Primeira fase das obras do novo Teatro Cultura Artística será concluída este mês

Por Agência Estado

21 de julho de 2019, às 07h00 • Última atualização em 27 de abril de 2020, às 11h32

Pela pequena porta na Rua Nestor Pestana já entraram os maiores artistas da música clássica do século 20. Ela fica quase no local onde a rua, no centro de São Paulo, faz a curva, passando então pela Catedral Evangélica e seguindo em direção à Rua da Consolação, caminho para a Biblioteca Mário de Andrade e para o Teatro Municipal.

Ao passar pela porta, o curto e escuro corredor logo levava, à esquerda, em direção ao foyer de entrada do Teatro Cultura Artística. Lá ficava uma barbearia que, durante décadas, cuidou dos cabelos de senhores frequentadores do centro e também de artistas ilustres. E dali se podia chegar tanto à Sala Rubens Sverner, onde atores como Cacilda Becker, Jardel Filho e Paulo Autran realizaram atuações memoráveis; ou então subir para o primeiro andar e entrar na Sala Esther Mesquita, que a partir de 1947 testemunhou algumas das principais apresentações de um século de vida cultural em São Paulo, de concertos de Villa-Lobos a recitais de Yo-Yo Ma ou Nelson Freire.

A porta continua lá, no mesmo lugar, mas hoje entram por ela 150 funcionários que trabalham desde junho de 2018 na construção do novo Teatro Cultura Artística. Agora provisório, o corredor ainda é curto. E segue revelando o foyer, despido de sua decoração original, com o chão em concreto batido – mas já revelando também a sala menor, que já tem cara de teatro, com palco e a plateia pronta para receber 400 cadeiras.

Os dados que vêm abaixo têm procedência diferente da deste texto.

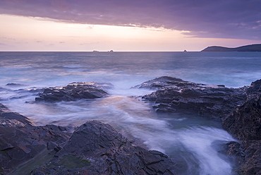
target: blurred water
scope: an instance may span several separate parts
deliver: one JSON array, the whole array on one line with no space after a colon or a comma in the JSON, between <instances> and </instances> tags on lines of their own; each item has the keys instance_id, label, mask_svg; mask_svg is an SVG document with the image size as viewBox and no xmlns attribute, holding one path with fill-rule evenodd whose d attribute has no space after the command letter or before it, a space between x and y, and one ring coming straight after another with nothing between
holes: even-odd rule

Mas antes de entrar na sala, o prédio – ou o que restou dele – carrega ainda história a ser contada. Em uma abertura onde ficava uma das portas corta-fogo, as cinzas, mesmo tanto tempo depois, ainda nos remetem à madrugada de 17 de agosto de 2008, quando um incêndio destruiu quase inteiramente o antigo Cultura Artística. As portas funcionaram. A partir delas até a fachada, decorada com o painel de Di Cavalcanti, o prédio foi preservado. Mas as salas de espetáculos, os bastidores, pianos, cenários – tudo acabou destruído, deixando um espaço quase vazio, não fosse o entulho e o aço retorcido. A cidade parou naquele domingo para assistir ao trabalho dos bombeiros. Incêndio põe abaixo o Teatro Cultura Artística, dizia a primeira página do jornal O Estado de S. Paulo no dia 18 de agosto, com uma foto na qual as chamas se erguiam do teatro já destruído.

Nos meses seguintes, os planos de reconstrução começaram – com desafios próprios. Algumas versões do projeto se sucederam, tentando dialogar com a fachada original, mas incluindo estruturas mais amplas tanto de palco quanto de escritórios, com uma torre ao lado do teatro. Com o tempo, no entanto, o projeto foi redimensionado. A sala passou a ter a configuração de um espaço para música de câmara, ou seja, para pequenas formações. E ganhou uma estrutura para atividades pedagógicas e de formação no projeto assinado pelo arquiteto Paulo Bruna.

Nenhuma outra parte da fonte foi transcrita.